Já faz um tempo que a vacuidade da linguagem política nacional começou a extrair de nossas palavras qualquer significado tangente. O uso de um adjetivo como dissonante para descrever o (des)serviço de Carlos Andreazza ao pensamento político no país demonstra a vacuidade da linguagem do artigo que o promove, assim como da linguagem usada em sua entrevista pelo neto de Mário Andreazza, político da Ditadura, ou da linguagem de grande parte de seus autores de “pensamento” de direita. A palavra dissonante sofre aqui do mesmo esvaziamento das palavras “situação” e “oposição”, invólucros vazios. Por criticar o governo, seus autores são tomados como vozes dissonantes. É como se os envolvidos no artigo do O Globo jamais tivessem aberto o mesmo jornal nos últimos dez anos, ou se esquecido do tipo de governo que os estados de São Paulo e Rio de Janeiro, onde editora Record está localizada, tiveram nos últimos vinte. Os ideais que grande parte da população destes estados possuem, sua atitude vingativa contra as camadas da população brasileira que veem como ameaçadoras, o eterno “silêncio sorridente de São Paulo” diante dos crimes de Estado, do Carandiru ao Pinheirinho.
Seria ocioso aqui tentar apontar para o próprio esvaziamento da palavra “pensamento” de direita na boca de Carlos Andreazza. O que o garoto do programa da direita hoje no país promove como “pensamento” está em livros do calibre intelectual de Esquerda caviar, da vacuidade mental que é Rodrigo Constantino, e Não é a mamãe, de Guilherme Fiuza.

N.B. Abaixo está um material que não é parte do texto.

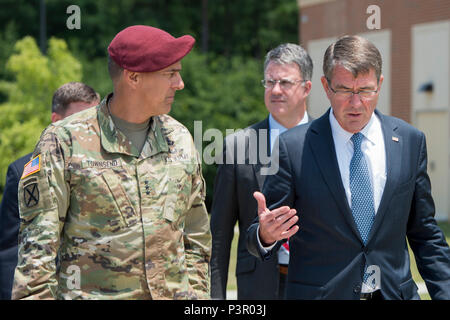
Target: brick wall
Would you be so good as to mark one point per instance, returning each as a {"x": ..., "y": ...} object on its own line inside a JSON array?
[{"x": 342, "y": 17}]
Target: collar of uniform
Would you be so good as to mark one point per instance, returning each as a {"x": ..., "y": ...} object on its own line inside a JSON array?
[
  {"x": 156, "y": 141},
  {"x": 114, "y": 141}
]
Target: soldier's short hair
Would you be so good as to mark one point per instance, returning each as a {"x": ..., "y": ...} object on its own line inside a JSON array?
[
  {"x": 72, "y": 92},
  {"x": 356, "y": 54},
  {"x": 287, "y": 53}
]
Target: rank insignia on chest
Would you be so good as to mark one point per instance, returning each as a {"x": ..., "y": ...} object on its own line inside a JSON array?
[{"x": 31, "y": 194}]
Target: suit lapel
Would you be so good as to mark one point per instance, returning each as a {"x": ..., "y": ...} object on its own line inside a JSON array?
[
  {"x": 393, "y": 144},
  {"x": 257, "y": 166},
  {"x": 322, "y": 145}
]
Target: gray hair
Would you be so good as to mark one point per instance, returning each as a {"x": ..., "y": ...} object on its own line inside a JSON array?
[
  {"x": 354, "y": 53},
  {"x": 291, "y": 53},
  {"x": 72, "y": 92}
]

É a direita miojo. Basta aquecer um pouquinha nas mãozinhass suadas das viúvas da ditadura. Até mesmo Kim Kataguiri, o analfabeto político, já foi elencado para o time dos sonhos do “pensamento” de direita de Carlos Andreazza.
Terá sucesso, como já demonstram seus números de venda. Para os atentos, palavras como “dissonante” e “pensamento”, ligados ao seu trabalho editorial, continuarão causando o estranhamento devido. Ambiciosa empreitada a sua, como a Transamazônica. Prevejo que terá o mesmo sucesso, não sem antes causar estragos.